Pursuant to the Offering, the Company sold an aggregate of: (i) 20,032,760 common shares in the capital of the Company that will qualify as "flow-through shares" within the meaning of subsection 66(15) of the ITA issuable to residents of Manitoba (the "Manitoba FT Shares") at a price of $0.239 per Manitoba FT Share, (ii) 10,645,540 common shares in the capital of the Company that will qualify as "flow-through shares" within the meaning of subsection 66(15) of the Income Tax Act (Canada) (the "ITA") (the "National FT Shares" and, together with the Manitoba FT Shares, the "FT Shares") at a price of $0.185 per National FT Share, and (iii) 7,027,828 common shares in the capital of the Company (the "Common Shares") at a price of $0.145 per Common Share. The average combined per share price for the Offering is equivalent to $0.206 per share, a 27.4% premium to the 10-day value weighted average share price for 1911 Gold as of December 6, 2024, the last trading day prior to the announcement of the Offering.

The Company will use an amount equal to the gross proceeds received by the Company from the sale of the FT Shares, pursuant to the provisions in the ITA, to incur, directly or indirectly, on or before December 31, 2025, expenses ("Qualifying Expenditures") related to the Company's exploration programs at the Company's projects in Manitoba that are eligible "Canadian exploration expenses" (as defined in the ITA), which will qualify as "flow-through mining expenditures" (as defined in the ITA), and renounce all the Qualifying Expenditures in favour of the applicable subscribers of the FT Shares effective December 31, 2024. The net proceeds from the sale of the Common Shares are expected to be used primarily to fund the ongoing review and optimization of the future underground mining operations as well as for general corporate purposes.

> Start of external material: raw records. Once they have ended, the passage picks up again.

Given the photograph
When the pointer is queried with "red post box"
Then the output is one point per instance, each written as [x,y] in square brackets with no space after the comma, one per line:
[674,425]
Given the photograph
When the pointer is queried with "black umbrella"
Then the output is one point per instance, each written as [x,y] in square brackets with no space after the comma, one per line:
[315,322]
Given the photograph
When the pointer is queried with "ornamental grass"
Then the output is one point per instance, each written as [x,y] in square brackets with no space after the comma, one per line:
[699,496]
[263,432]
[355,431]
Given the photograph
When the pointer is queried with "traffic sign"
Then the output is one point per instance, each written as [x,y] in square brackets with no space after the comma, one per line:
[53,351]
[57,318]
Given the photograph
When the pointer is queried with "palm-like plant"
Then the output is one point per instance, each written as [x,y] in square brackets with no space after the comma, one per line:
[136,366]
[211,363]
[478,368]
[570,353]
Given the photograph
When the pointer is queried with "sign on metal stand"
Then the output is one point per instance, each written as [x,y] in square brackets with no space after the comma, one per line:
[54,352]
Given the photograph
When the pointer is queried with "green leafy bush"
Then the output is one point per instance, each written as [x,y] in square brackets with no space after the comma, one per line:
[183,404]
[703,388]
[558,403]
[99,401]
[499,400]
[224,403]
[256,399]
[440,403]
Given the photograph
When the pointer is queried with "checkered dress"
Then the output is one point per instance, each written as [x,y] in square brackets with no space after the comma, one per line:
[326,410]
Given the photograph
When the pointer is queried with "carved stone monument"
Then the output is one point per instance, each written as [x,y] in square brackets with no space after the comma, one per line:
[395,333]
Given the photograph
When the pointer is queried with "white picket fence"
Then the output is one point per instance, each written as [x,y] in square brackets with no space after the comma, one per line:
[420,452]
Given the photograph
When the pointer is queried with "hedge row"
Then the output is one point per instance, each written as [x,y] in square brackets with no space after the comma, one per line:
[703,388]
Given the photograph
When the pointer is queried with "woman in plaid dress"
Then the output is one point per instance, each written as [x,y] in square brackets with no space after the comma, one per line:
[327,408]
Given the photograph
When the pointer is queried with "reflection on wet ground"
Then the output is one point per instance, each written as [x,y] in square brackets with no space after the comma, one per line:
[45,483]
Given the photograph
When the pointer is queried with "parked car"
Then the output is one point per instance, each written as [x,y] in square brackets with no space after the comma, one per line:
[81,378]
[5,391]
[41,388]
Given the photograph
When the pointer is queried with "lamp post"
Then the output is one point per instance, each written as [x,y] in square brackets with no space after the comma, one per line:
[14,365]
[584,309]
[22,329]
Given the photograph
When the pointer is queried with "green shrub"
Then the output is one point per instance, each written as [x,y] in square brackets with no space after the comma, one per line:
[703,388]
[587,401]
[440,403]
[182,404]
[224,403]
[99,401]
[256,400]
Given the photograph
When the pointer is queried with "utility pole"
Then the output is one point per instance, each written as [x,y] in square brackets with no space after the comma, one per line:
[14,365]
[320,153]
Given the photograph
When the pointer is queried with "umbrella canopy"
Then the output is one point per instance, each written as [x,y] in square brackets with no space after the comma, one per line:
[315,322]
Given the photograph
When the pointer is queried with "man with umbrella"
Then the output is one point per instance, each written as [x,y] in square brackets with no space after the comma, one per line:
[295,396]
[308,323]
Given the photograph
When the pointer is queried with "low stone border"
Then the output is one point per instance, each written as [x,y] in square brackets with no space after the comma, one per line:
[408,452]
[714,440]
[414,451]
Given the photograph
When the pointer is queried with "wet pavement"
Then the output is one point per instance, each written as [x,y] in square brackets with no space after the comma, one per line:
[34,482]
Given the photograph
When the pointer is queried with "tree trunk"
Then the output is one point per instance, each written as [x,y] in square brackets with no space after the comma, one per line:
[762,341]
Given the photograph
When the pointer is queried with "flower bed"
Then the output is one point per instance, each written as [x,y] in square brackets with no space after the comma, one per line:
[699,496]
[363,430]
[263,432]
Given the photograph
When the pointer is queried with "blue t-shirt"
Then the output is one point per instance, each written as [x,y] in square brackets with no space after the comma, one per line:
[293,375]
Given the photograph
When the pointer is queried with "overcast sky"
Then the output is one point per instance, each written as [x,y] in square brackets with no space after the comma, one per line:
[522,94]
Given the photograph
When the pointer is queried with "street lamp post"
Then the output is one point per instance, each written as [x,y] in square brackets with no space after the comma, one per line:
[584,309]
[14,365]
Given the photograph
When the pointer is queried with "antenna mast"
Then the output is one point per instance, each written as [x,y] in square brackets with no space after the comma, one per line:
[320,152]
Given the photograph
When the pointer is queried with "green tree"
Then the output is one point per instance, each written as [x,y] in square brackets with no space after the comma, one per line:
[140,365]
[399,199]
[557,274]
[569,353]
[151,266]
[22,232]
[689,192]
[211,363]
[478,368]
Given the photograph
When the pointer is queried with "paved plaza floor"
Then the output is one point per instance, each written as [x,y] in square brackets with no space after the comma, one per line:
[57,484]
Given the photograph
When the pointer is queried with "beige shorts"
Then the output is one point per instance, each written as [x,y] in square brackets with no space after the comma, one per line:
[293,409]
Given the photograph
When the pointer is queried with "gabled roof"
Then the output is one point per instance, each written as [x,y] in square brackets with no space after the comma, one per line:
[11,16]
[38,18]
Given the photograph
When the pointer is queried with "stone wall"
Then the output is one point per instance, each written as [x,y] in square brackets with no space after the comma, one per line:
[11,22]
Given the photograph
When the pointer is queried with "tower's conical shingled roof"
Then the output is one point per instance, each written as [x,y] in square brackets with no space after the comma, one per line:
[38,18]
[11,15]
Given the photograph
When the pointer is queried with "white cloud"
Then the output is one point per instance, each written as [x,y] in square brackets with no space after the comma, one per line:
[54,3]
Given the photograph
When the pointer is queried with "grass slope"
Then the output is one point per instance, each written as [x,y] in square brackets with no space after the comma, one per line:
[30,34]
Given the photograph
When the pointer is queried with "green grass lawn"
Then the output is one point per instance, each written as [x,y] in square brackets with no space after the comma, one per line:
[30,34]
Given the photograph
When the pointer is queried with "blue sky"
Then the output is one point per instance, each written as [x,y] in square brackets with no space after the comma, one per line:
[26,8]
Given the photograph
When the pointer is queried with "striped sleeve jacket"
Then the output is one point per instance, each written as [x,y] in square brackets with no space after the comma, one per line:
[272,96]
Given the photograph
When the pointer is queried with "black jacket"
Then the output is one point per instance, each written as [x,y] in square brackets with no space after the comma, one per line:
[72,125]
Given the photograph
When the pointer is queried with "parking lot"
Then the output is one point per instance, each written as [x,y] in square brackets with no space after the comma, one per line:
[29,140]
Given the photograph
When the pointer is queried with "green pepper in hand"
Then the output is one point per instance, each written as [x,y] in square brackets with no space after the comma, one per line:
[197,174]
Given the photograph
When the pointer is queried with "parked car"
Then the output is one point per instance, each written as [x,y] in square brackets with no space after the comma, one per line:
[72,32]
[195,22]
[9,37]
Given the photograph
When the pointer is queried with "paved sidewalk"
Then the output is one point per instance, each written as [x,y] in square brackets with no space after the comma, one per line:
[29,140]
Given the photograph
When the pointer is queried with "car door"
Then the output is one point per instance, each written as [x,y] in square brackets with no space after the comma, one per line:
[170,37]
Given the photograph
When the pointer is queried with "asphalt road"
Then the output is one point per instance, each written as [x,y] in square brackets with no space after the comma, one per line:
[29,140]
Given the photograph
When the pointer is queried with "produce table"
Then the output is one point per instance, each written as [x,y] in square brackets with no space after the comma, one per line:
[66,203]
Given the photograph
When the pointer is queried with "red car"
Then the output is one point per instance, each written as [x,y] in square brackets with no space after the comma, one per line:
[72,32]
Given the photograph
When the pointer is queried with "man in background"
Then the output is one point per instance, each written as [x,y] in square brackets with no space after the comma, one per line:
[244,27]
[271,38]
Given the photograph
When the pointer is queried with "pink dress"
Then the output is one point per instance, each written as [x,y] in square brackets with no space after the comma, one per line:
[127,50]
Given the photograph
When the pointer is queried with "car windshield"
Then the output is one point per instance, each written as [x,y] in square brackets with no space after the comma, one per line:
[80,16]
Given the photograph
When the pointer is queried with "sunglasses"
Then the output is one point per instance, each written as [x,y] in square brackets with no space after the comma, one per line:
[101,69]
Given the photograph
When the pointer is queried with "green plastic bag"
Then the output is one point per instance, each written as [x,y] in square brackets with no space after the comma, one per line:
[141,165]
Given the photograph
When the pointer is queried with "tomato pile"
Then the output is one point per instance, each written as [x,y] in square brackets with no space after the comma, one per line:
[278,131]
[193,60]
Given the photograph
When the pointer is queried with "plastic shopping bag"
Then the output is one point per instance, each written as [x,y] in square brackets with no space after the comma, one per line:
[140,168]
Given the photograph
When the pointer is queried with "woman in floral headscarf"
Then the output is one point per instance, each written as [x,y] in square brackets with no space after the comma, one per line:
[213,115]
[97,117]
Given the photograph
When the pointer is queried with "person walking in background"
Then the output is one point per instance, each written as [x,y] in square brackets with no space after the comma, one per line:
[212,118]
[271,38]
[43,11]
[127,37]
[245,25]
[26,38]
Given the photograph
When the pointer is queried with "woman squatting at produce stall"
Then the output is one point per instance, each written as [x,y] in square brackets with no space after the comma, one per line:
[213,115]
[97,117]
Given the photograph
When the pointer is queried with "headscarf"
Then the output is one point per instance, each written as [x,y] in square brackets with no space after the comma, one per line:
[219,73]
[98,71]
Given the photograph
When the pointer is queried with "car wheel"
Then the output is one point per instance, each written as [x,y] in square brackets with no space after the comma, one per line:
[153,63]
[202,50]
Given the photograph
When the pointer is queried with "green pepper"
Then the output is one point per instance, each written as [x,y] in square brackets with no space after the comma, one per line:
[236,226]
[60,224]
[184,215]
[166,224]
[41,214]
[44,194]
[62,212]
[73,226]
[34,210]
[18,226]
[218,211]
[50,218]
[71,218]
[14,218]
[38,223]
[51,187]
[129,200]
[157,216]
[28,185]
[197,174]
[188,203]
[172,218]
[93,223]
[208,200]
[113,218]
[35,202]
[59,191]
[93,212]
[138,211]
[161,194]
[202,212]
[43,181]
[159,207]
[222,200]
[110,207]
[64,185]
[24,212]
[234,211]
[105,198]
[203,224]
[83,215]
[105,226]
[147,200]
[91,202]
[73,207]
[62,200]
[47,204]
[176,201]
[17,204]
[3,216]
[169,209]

Anna Ladd-Kruger and Gary O'Connor, directors of the Company, subscribed for 100,000 National FT Shares and 170,000 National FT Shares, respectively, under the Offering on the same terms as arm's length investors. The participation of Ms. Ladd-Kruger and Mr. O'Connor in the Offering constitutes a "related-party transaction" for the purposes of Multilateral Instrument 61-101 – Protection of Minority Security Holders in Special Transactions ("MI 61-101"). The Company is exempt from the requirements to obtain a formal valuation and minority shareholder approval in connection with the Offering in reliance on sections 5.5(a) and 5.7(1)(a), respectively, of MI 61-101 as neither the fair market value of the securities issued to the related parties nor the fair market value of the consideration for the securities issued to the related parties exceeds 25% of the market capitalization of the Company as calculated in accordance with MI 61-101. The Company did not file a material change report more than 21 days before the expected closing date of the Offering as the aforementioned insider participation had not been confirmed at that time and the Company wished to close the Offering as expeditiously as possible.